Quali sono stati i momenti più significativi di questa esperienza? Quali sono le difficoltà che avete incontrato e le soddisfazioni maggiori?

Di momenti significativi ce ne sono stati molti. Come detto prima, in queste tre settimane abbiamo capito sempre più di non dover solo preparare e allestire performance, ma anche gettare le basi per costruire un nostro linguaggio. Per cui avere la percezione di essere sulla strada giusta e di poterla seguire per noi è stato un punto di svolta. Di difficoltà ce ne sono state diverse. Il nostro modo di lavorare, ovvero partire dalla poesia per “performarla” attraverso il proprio vissuto ed emotività rendendo il tutto fruibile, è sicuramente arduo. “L’ora dell’Alt” richiede una grande disponibilità emotiva e creativa. Maneggiare elementi tanto infiammabili può essere rischioso. Detto questo dalle difficoltà nascono le idee e immagini migliori. Accettare rabbia, dolore, frustrazione e paura, per poi dominarle e trasformarle in creatività è la difficoltà maggiore. E noi crediamo di averla superata.

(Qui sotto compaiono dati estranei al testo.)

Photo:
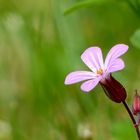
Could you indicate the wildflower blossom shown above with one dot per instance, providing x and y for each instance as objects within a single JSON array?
[
  {"x": 136, "y": 104},
  {"x": 101, "y": 71}
]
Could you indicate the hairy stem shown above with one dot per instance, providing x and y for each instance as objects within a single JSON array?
[{"x": 132, "y": 118}]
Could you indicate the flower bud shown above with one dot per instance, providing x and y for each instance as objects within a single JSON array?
[
  {"x": 136, "y": 104},
  {"x": 113, "y": 89}
]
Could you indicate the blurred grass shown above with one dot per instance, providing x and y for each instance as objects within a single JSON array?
[{"x": 38, "y": 47}]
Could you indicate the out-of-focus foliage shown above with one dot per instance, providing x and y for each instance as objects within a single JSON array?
[
  {"x": 39, "y": 46},
  {"x": 135, "y": 39}
]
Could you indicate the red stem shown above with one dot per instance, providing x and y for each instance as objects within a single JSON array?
[{"x": 132, "y": 118}]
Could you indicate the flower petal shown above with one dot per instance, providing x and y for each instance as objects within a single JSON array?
[
  {"x": 117, "y": 65},
  {"x": 89, "y": 85},
  {"x": 93, "y": 58},
  {"x": 114, "y": 53},
  {"x": 78, "y": 76}
]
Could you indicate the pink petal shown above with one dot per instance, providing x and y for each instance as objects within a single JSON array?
[
  {"x": 78, "y": 76},
  {"x": 114, "y": 53},
  {"x": 93, "y": 58},
  {"x": 89, "y": 85},
  {"x": 117, "y": 65}
]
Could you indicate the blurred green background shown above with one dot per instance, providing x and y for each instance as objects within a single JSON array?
[{"x": 40, "y": 43}]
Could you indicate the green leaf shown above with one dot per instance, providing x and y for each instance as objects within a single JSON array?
[
  {"x": 135, "y": 39},
  {"x": 83, "y": 4}
]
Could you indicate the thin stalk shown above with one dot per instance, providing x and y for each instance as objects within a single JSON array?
[{"x": 132, "y": 118}]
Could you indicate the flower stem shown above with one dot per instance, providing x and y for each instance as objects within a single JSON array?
[{"x": 132, "y": 118}]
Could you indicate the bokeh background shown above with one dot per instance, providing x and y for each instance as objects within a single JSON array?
[{"x": 40, "y": 43}]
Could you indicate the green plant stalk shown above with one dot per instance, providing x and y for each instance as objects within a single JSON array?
[{"x": 132, "y": 118}]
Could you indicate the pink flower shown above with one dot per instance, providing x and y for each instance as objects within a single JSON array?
[
  {"x": 136, "y": 104},
  {"x": 100, "y": 70}
]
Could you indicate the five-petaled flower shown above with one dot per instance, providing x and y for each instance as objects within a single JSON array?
[{"x": 100, "y": 69}]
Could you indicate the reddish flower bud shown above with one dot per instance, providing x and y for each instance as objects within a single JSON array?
[
  {"x": 113, "y": 89},
  {"x": 136, "y": 104}
]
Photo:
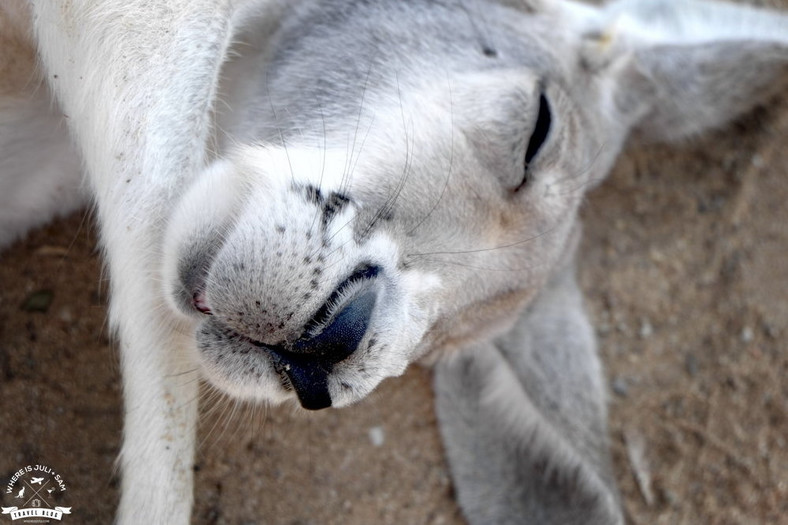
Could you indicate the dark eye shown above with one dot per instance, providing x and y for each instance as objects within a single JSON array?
[{"x": 539, "y": 134}]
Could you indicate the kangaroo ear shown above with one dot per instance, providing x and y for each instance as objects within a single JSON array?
[{"x": 680, "y": 67}]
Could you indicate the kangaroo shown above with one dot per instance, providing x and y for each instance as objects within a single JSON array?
[{"x": 298, "y": 199}]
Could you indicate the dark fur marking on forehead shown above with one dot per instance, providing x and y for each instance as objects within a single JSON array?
[{"x": 334, "y": 204}]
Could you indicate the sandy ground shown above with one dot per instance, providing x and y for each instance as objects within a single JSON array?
[{"x": 685, "y": 265}]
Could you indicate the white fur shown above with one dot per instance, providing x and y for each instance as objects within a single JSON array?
[{"x": 139, "y": 81}]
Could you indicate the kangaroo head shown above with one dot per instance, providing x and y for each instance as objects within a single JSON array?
[{"x": 399, "y": 177}]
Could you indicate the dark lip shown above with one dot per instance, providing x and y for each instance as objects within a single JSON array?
[
  {"x": 305, "y": 365},
  {"x": 322, "y": 318}
]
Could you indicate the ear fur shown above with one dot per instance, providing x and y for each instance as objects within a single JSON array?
[{"x": 680, "y": 67}]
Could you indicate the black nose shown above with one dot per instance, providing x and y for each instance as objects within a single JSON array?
[{"x": 310, "y": 360}]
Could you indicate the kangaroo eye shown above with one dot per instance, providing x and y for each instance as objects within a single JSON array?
[{"x": 539, "y": 134}]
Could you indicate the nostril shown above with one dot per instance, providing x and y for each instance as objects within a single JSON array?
[
  {"x": 343, "y": 335},
  {"x": 200, "y": 304},
  {"x": 310, "y": 361}
]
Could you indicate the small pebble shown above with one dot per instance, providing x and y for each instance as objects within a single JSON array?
[
  {"x": 691, "y": 363},
  {"x": 747, "y": 334},
  {"x": 377, "y": 436},
  {"x": 620, "y": 386},
  {"x": 646, "y": 330}
]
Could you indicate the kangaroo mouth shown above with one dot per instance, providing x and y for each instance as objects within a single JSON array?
[{"x": 331, "y": 336}]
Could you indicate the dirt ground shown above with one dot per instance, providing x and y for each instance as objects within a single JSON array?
[{"x": 685, "y": 265}]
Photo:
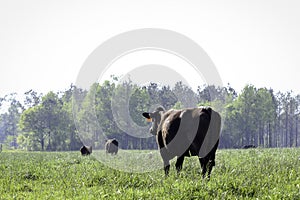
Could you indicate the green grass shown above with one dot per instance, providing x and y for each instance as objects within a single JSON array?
[{"x": 238, "y": 174}]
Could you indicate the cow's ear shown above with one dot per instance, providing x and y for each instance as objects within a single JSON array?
[{"x": 147, "y": 115}]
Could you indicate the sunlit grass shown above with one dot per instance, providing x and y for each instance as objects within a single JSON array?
[{"x": 238, "y": 174}]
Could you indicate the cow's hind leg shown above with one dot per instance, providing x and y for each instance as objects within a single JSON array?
[
  {"x": 211, "y": 163},
  {"x": 203, "y": 163},
  {"x": 179, "y": 163},
  {"x": 166, "y": 167}
]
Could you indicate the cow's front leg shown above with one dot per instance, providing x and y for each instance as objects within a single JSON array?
[
  {"x": 166, "y": 167},
  {"x": 179, "y": 163}
]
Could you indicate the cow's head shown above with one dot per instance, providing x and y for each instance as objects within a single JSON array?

Rifareste questa esperienza? Pensate di poterla replicare in altri luoghi?

Rifaremmo tutto, magari col nostro “cast” al completo (per impegni già presi abbiamo dovuto rinunciare a due preziosi elementi). Per quel che riguarda lo spazio, siamo convinti che sperimentare nuovi luoghi possa solo giovarci. Il sospetto di poter funzionare in luoghi diversi dai canonici teatri è ormai una certezza. Chissà, magari presto lo proporremo all’aperto. Il rapporto fisico con lo spettatore per noi è una priorità: starcene in alto sul palco di un teatro forse limiterebbe il tutto, ma mai dire mai. 

Avete già nuovi progetti in mente?

Nuovi progetti sicuramente ne abbiamo, ma crediamo sia il momento di scavare e insistere con questa nuova fase de “L’ora dell’Alt”. Per cui, dopo una necessaria pausa estiva, ci rimetteremo di nuovo al lavoro cercando di esaurire l’esauribile.